O Comité das Regiões Europeu recomendou à União Europeia, sob proposta do Governo dos Açores, a revisão e melhoria das condições de aplicação do FEAMP - Fundo Europeu dos Assuntos Marítimos e das Pescas, nas Regiões Ultraperiféricas, em matéria de elegibilidades, taxas de cofinanciamento e intensidade das ajudas.

Após a votação do parecer do Comité das Regiões sobre 'O FEAMP após 2020 - Investir nas comunidades costeiras da Europa', em Bruxelas, o Secretário Regional Adjunto da Presidência para as Relações Externas, manifestou satisfação com a aprovação da proposta, considerando-a de "grande relevância" para os Açores e para as Regiões Ultraperiféricas (RUP).

 

A proposta agora aprovada defende ainda o reforço dos apoios no âmbito dos planos de compensação dos custos suplementares para os produtos da pesca e da aquicultura aplicáveis nas RUP, bem como que estes passem a ter "regras de execução equiparáveis às aplicadas a apoios semelhantes concedidos ao setor agrícola", contribuindo assim para a viabilidade económica dos operadores destas regiões.

Por indicação dos Açores, o Comité das Regiões aprovou também outras propostas de alteração apresentadas pelo Executivo Regional, nomeadamente ao parecer sobre a 'Revisão intercalar da Estratégia da UE para as Florestas'.

Relativamente a este parecer, o Governo dos Açores propôs especial atenção ao apoio ao desenvolvimento económico dos agentes da fileira da floresta nas Regiões Ultraperiféricas, que consideram ser ainda "incipiente", pelo que a estratégia da UE para a floresta "deve identificar oportunidades e vantagens comparativas sobre as quais cada RUP pode construir uma estratégia propícia a um crescimento mais autónomo e mais autossuficiente".

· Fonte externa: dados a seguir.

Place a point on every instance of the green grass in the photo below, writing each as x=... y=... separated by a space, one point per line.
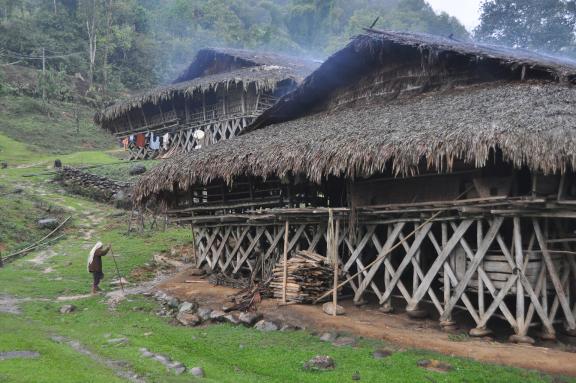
x=56 y=363
x=227 y=353
x=237 y=354
x=51 y=127
x=120 y=171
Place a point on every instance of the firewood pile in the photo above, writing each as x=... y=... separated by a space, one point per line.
x=248 y=298
x=308 y=277
x=106 y=186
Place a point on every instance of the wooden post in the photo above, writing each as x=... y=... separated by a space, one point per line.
x=285 y=271
x=334 y=249
x=519 y=260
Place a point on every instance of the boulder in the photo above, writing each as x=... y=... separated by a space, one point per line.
x=265 y=325
x=381 y=354
x=249 y=318
x=67 y=309
x=231 y=318
x=48 y=223
x=196 y=272
x=204 y=313
x=197 y=372
x=118 y=341
x=146 y=353
x=186 y=307
x=217 y=315
x=328 y=308
x=177 y=367
x=328 y=337
x=320 y=362
x=173 y=303
x=344 y=341
x=188 y=319
x=137 y=169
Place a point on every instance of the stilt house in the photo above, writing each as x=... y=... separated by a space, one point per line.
x=447 y=168
x=220 y=93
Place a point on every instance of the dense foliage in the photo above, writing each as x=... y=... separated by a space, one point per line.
x=139 y=43
x=546 y=25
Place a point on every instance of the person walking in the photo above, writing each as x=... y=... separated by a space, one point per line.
x=95 y=264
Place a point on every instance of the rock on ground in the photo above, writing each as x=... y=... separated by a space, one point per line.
x=67 y=309
x=249 y=318
x=320 y=362
x=188 y=319
x=344 y=341
x=187 y=307
x=19 y=355
x=328 y=308
x=118 y=341
x=265 y=325
x=381 y=354
x=198 y=372
x=204 y=313
x=328 y=337
x=217 y=315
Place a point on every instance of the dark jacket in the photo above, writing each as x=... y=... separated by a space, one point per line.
x=96 y=265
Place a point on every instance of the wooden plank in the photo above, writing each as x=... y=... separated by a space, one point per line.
x=554 y=276
x=285 y=258
x=471 y=269
x=438 y=263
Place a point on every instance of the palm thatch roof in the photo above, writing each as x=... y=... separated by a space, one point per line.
x=243 y=58
x=264 y=71
x=376 y=46
x=532 y=122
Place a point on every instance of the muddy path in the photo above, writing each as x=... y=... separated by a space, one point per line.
x=395 y=328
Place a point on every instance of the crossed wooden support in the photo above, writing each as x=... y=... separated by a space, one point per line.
x=497 y=266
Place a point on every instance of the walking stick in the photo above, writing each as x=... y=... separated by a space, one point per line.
x=117 y=270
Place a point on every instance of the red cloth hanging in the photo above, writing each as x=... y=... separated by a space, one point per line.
x=140 y=140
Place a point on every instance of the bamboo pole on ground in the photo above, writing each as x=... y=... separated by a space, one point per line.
x=400 y=243
x=285 y=271
x=334 y=249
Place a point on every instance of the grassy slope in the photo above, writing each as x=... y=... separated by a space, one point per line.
x=51 y=127
x=264 y=357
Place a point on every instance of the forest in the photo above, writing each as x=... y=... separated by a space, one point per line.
x=119 y=45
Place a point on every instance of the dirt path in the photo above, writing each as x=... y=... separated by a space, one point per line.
x=371 y=323
x=120 y=368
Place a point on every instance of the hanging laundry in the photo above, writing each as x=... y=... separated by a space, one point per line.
x=166 y=143
x=125 y=143
x=140 y=140
x=154 y=142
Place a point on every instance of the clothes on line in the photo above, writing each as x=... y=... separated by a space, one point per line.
x=154 y=142
x=140 y=140
x=125 y=143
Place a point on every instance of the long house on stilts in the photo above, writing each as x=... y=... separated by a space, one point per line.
x=441 y=171
x=219 y=94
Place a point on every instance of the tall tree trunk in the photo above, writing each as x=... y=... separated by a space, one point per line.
x=107 y=47
x=92 y=39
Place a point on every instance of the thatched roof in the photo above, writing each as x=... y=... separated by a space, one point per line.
x=264 y=71
x=534 y=124
x=244 y=58
x=374 y=47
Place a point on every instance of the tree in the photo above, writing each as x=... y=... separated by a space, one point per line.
x=546 y=25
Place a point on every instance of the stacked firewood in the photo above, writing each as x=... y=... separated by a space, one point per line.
x=248 y=298
x=107 y=186
x=308 y=276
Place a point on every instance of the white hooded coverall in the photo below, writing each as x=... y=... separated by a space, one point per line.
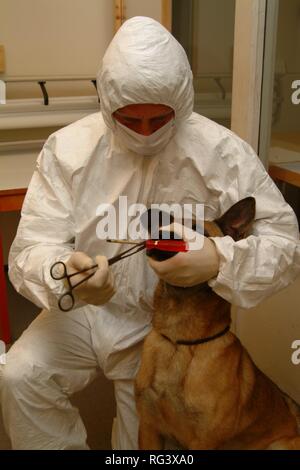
x=84 y=165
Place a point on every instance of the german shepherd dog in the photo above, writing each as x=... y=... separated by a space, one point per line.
x=197 y=385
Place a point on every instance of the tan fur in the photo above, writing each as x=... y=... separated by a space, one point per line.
x=206 y=396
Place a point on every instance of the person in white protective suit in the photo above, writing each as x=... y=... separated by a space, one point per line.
x=185 y=158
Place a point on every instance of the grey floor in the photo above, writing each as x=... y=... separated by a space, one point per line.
x=95 y=403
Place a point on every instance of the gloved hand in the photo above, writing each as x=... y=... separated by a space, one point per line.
x=187 y=269
x=99 y=288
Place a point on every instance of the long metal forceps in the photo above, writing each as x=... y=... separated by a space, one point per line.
x=58 y=271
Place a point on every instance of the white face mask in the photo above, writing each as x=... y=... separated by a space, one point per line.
x=145 y=144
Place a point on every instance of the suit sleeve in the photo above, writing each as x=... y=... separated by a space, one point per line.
x=268 y=260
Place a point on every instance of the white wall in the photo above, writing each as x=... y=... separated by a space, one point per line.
x=268 y=332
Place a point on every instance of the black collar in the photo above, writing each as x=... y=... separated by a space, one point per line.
x=201 y=340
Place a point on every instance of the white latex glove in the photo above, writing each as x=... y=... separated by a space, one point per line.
x=187 y=269
x=99 y=288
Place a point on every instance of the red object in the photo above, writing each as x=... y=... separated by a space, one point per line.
x=167 y=245
x=4 y=319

Outra das propostas agora aprovadas diz respeito à reflorestação e reconversão florestal para o ordenamento e gestão das florestas, por se entender que, em algumas regiões, os processos de regeneração natural poderão não ser suficientes para se garantir o sucesso da reflorestação e poderá ser necessária a reconversão florestal.

Ainda sobre este assunto, outras duas propostas apresentadas pelos Açores e aprovadas na reunião plenária do Comité das Regiões defendem que sejam consideradas as especificidades regionais para que uma estratégia bem-sucedida e a longo prazo permita tornar até 90% das florestas europeias naturais, ou seminaturais, além da "promoção da criação de novos espaços de floresta através de iniciativas públicas ou privadas e com o apoio da UE".

O Governo dos Açores conseguiu, desta forma, introduzir alterações a estes dois documentos deste órgão consultivo das instituições europeias, chamando a atenção para a situação particular das Regiões Ultraperiféricas e, neste caso, dos Açores.
quer na área das Pescas, quer na área das Florestas.